Centenario de la muerte de Proust
'Los Placeres y los Días', el esbozo inconsciente de 'A la Busca del Tiempo Perdido'
El primer libro del joven Proust comprendía el máximo anhelo y forma poéticos que acabarían alcanzando su cumbre en la prosa inacabable de la mayor novela del siglo XX
En 1896 Marcel Proust tenía 25 años. Había estudiado Derecho y Filosofía y desdeñaba una ocupación que en parte chocaba con una mala salud latente. Escribía a retazos en los periódicos y las revistas. Impresiones, críticas, traducciones, empezaba novelas que se detenían, temerosas.
La ínfima notoriedad alcanzada tras la publicación de Los Placeres y los Días, su primer libro, una dispar colección de buena parte de lo publicado hasta el momento, confirmó la imagen que de él se tenía en los ambientes periodísticos y literarios parisinos: la de un frívolo gacetillero (¿acaso un Marcello felliniano de La Dolce Vita?) sin mayor sustancia.

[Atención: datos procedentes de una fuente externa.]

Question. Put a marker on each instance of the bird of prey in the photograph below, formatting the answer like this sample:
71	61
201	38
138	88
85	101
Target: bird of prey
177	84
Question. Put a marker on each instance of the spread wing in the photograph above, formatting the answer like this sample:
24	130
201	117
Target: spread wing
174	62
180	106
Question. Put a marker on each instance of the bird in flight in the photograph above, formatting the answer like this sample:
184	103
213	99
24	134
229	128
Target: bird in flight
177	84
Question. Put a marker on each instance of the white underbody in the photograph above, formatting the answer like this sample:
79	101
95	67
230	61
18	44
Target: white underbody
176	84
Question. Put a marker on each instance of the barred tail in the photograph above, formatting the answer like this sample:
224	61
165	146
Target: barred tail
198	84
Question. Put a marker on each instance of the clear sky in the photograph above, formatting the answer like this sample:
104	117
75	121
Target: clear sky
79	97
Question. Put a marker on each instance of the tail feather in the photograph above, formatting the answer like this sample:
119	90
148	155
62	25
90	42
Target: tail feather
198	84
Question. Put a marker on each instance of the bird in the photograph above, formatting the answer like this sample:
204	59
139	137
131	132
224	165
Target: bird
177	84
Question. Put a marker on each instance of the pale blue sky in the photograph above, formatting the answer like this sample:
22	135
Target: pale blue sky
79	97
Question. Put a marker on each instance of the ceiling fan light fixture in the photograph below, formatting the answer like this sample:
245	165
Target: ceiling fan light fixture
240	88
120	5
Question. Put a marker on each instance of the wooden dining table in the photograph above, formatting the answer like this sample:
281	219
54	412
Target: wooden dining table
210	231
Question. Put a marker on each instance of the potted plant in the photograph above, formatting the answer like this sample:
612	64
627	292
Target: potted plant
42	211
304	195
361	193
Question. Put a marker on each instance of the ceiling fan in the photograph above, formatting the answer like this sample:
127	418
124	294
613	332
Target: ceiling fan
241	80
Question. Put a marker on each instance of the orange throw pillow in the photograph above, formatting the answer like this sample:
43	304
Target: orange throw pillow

Aparece una señal del monstruo
Desde luego la heterogeneidad de la compilación, empezando por el título, no ayudaban a crearse una impresión distinta. Pero Los Placeres y los Días, solo esa frase (también, por supuesto, el contenido), comprendía en realidad el máximo anhelo y forma poéticos que acabarían alcanzando la cumbre en la prosa inacabable de A la Busca del Tiempo Perdido, demostrando que era posible que una cursilería (nada vacía) fuera germen de la mayor novela de un siglo.
Las ilustraciones de Madeleine Lemaire, pintora de moda entonces, amiga del autor de su propio salón, o del de los Heredia o del de Lydie Aubernon de Nerville, donde se iban formando, como en barro en la mente del escritor, prefigurados en estos placeres, las Albertines, los Swanns o los Charlus, la vida mundana, la crítica de los espectáculos, de arte, el prefacio halagador de Anatole France, otro amigo, contribuyeron al fácil callejón sin salida en el que se ubicaba al joven y anónimo autor.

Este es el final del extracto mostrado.